A conditional in the C preprocessor resembles in some ways an if statement in C, but it is important to understand the difference between them. The condition in an if statement is tested during the execution of your program. Its purpose is to allow your program to behave differently from run to run, depending on the data it is operating on. The condition in a preprocessing conditional directive is tested when your program is compiled. Its purpose is to allow different code to be included in the program depending on the situation at the time of compilation.

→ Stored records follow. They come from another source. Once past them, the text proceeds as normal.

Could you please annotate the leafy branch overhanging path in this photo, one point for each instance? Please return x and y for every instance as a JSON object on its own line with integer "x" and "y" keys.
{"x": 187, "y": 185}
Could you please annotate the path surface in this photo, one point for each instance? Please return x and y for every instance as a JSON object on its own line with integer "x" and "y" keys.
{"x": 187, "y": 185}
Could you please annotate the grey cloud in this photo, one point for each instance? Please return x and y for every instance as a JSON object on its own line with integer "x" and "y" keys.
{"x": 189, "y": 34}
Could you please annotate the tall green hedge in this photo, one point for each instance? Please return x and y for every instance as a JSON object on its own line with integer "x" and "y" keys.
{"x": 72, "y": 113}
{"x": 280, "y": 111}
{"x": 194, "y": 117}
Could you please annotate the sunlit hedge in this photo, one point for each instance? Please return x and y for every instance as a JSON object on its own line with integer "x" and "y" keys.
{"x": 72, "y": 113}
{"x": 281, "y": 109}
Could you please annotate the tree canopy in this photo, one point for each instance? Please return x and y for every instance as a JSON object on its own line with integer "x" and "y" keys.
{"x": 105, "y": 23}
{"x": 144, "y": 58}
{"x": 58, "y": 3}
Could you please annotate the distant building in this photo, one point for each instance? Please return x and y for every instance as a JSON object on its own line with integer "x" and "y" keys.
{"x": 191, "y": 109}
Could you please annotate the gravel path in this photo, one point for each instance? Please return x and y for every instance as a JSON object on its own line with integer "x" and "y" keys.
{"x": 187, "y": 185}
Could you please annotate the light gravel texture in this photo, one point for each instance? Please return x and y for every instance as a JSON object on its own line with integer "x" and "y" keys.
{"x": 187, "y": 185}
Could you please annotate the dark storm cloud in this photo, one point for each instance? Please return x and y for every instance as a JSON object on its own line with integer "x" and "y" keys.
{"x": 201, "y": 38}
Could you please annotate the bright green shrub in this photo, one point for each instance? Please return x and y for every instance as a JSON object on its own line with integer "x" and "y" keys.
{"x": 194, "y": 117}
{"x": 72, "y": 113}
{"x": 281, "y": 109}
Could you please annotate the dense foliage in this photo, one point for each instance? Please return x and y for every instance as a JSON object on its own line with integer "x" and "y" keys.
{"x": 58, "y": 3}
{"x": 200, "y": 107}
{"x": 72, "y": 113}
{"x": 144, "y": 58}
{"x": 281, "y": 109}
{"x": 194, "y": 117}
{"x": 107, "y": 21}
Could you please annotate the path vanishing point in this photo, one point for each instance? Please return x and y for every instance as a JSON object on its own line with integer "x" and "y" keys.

However, the distinction is becoming less clear. Modern compilers often do test if statements when a program is compiled, if their conditions are known not to vary at run time, and eliminate code which can never be executed. If you can count on your compiler to do this, you may find that your program is more readable if you use if statements with constant conditions (perhaps determined by macros). Of course, you can only use this to exclude code, not type definitions or other preprocessing directives, and you can only do it if the code remains syntactically valid when it is not to be used.
GCC version 3 eliminates this kind of never-executed code even when not optimizing. Older versions did it only when optimizing.
There are three general reasons to use a conditional.
A program may need to use different code depending on the machine or operating system it is to run on. In some cases the code for one operating system may be erroneous on another operating system; for example, it might refer to data types or constants that do not exist on the other system. When this happens, it is not enough to avoid executing the invalid code. Its mere presence will cause the compiler to reject the program. With a preprocessing conditional, the offending code can be effectively excised from the program when it is not valid.
You may want to be able to compile the same source file into two different programs. One version might make frequent time-consuming consistency checks on its intermediate data, or print the values of those data for debugging, and the other not.
A conditional whose condition is always false is one way to exclude code from the program but keep it as a sort of comment for future reference.
Simple programs that do not need system-specific logic or complex debugging hooks generally will not need to use preprocessing conditionals.